Lombard Bank has been slapped with a €340,058 fine by the Financial Intelligence and Analysis Unit (FIAU) over breaches of money laundering regulations.
The fine came after the FIAU carried out an on-site compliance review in 2019.
The FIAU said that they were provided with a copy of the Bank’s Business Risk Assessment (BRA) from 2018, and said that “due to the BRA not providing a holistic understanding of the various risk factors that may arise out of the Bank’s activities, the Bank was not in a position to comprehend which areas of risk required the strongest controls.”
The FIAU said that the bank updated the BRA and tried to implement “a scoring mechanism by the introduction of a Risk Scoring Matrix”, but they determined that this was “far from being adequate to cover an understanding of the Bank’s business risks.”

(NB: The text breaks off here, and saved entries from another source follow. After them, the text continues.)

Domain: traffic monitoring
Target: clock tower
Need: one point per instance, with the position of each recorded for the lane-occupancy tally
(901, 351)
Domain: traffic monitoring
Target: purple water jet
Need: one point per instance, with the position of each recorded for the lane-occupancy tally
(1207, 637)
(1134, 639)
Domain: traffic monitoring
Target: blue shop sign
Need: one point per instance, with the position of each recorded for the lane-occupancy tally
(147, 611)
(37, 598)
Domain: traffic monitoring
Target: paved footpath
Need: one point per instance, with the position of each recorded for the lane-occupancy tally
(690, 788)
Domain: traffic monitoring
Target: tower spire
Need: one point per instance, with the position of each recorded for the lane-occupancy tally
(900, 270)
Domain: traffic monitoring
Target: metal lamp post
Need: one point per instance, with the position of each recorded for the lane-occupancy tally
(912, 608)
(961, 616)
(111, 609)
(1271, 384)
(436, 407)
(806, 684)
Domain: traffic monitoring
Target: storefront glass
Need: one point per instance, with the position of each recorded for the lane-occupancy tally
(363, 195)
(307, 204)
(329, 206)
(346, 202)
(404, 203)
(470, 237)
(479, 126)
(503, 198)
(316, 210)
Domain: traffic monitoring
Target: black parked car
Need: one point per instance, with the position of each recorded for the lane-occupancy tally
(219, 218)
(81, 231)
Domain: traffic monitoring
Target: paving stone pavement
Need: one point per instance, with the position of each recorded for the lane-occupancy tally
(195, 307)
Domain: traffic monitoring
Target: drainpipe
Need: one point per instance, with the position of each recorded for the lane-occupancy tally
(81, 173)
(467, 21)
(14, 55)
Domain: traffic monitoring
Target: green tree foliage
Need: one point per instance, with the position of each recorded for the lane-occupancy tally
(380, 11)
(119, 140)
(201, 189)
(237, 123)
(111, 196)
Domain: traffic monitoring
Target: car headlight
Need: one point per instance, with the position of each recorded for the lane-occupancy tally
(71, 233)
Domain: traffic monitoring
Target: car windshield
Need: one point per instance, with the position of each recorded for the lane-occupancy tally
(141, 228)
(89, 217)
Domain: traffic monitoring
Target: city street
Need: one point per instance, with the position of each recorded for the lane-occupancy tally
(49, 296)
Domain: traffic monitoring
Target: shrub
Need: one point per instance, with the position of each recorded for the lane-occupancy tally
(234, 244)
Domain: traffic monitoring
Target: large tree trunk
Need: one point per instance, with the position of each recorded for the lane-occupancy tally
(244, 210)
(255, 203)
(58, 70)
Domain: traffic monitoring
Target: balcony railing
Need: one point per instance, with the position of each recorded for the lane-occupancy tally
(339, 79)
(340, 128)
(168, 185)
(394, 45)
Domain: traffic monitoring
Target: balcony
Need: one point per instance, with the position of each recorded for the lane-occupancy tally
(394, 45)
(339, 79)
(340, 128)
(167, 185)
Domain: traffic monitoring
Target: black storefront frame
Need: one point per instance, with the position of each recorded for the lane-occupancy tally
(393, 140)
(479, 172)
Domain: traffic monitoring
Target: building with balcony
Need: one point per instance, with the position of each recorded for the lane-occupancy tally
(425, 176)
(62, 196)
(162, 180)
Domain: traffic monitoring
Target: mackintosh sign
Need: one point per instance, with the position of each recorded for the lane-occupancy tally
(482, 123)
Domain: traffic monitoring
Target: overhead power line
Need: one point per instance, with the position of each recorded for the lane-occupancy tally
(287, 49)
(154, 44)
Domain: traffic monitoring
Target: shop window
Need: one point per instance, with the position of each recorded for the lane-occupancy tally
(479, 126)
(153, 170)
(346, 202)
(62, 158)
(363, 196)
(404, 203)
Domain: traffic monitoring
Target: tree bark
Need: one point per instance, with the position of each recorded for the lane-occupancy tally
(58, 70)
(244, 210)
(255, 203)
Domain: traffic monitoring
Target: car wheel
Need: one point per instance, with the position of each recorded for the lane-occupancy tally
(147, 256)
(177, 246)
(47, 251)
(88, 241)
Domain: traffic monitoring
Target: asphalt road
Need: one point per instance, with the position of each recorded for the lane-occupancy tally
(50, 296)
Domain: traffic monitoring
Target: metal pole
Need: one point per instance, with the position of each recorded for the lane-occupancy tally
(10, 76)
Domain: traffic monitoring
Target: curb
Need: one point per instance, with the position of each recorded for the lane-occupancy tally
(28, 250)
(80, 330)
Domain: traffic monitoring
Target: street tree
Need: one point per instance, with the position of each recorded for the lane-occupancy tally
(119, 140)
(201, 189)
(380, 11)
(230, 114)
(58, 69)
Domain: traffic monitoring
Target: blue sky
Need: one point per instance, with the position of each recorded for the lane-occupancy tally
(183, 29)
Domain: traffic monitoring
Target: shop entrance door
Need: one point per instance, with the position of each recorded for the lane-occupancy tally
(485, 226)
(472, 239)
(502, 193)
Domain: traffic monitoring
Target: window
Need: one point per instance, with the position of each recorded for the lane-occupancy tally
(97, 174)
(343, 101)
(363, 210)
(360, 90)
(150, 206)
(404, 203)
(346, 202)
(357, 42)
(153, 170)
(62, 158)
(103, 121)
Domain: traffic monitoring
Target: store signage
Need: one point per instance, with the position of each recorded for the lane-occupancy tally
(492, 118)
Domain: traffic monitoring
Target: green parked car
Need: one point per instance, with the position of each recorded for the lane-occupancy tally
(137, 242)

They observed that the controls introduced are focused on addressing the possible risk of non-compliance with AML/CFT obligations rather than on the mitigating effect of the controls put in place.
The FIAU also reported shortcomings in the bank’s risk assessment procedures, saying that “the measures and methodology reflected within these procedures were not rigorous and comprehensive enough.”
There were further breaches in the bank’s due diligence, the FIAU said before noting that a number of files which required enhanced due diligence “were either not carried out or deemed to be inadequate.”
One example cited by the FIAU is of a client file of a politically exposed person, wherein the bank failed to apply enhanced due diligence procedures that would address the risks emanating from a PEP.
“This in view that despite being aware of the customer’s political involvements, the Bank failed to establish the Source of Wealth (SoW) and Source of Funds (SoF)”, the FIAU said.
The compliance review performed revealed that the Bank had failed on a number occasions to adhere to its obligation to obtain sufficient information to establish the purpose and intended nature of the business relationships it maintained with its customers, the FIAU said.
Throughout the compliance examination, the officials carrying out the review noted that three files contained inadequate information recorded to satisfy the source(s) of wealth requirements. These files either had no information at all, or the information held on file did not provide enough detail to support the activities that generated the customer’s overall accumulation of wealth, the FIAU said.
Doubts were also raised as to how a bank, having such a size and customer base could update its records manually, something which as evidenced from the findings of the compliance review, was not being achieved by the bank.
Serious shortcomings were identified in relation to the bank’s obligation to scrutinise transactions taking place through the customers’ accounts.
Citing an example, the FIAU noted that in one of the files reviewed, although a deposit of €2,000,000 had been made, the provenance of these funds was not substantiated in any manner.
In addition, although there was a substantial increase in the funds deposited with the bank from this same customer which resulted in a deposit of €4,000,000 within a span of only 10 months, such a substantial increase was not questioned by the Bank, the FIAU said.
In a statement following the news, Lombard Bank said that they would be appealing against the decision.
The bank said that the breaches did not relate to any suspicions or evidence of money laundering, and that it was committed to prevent the use of its services for any form of illicit activity.
“Indeed, as a matter of policy it does not enter into business relations with those involved in sectors considered to carry inherent AML/CFT risks while it continues to strengthen its defences to this end.”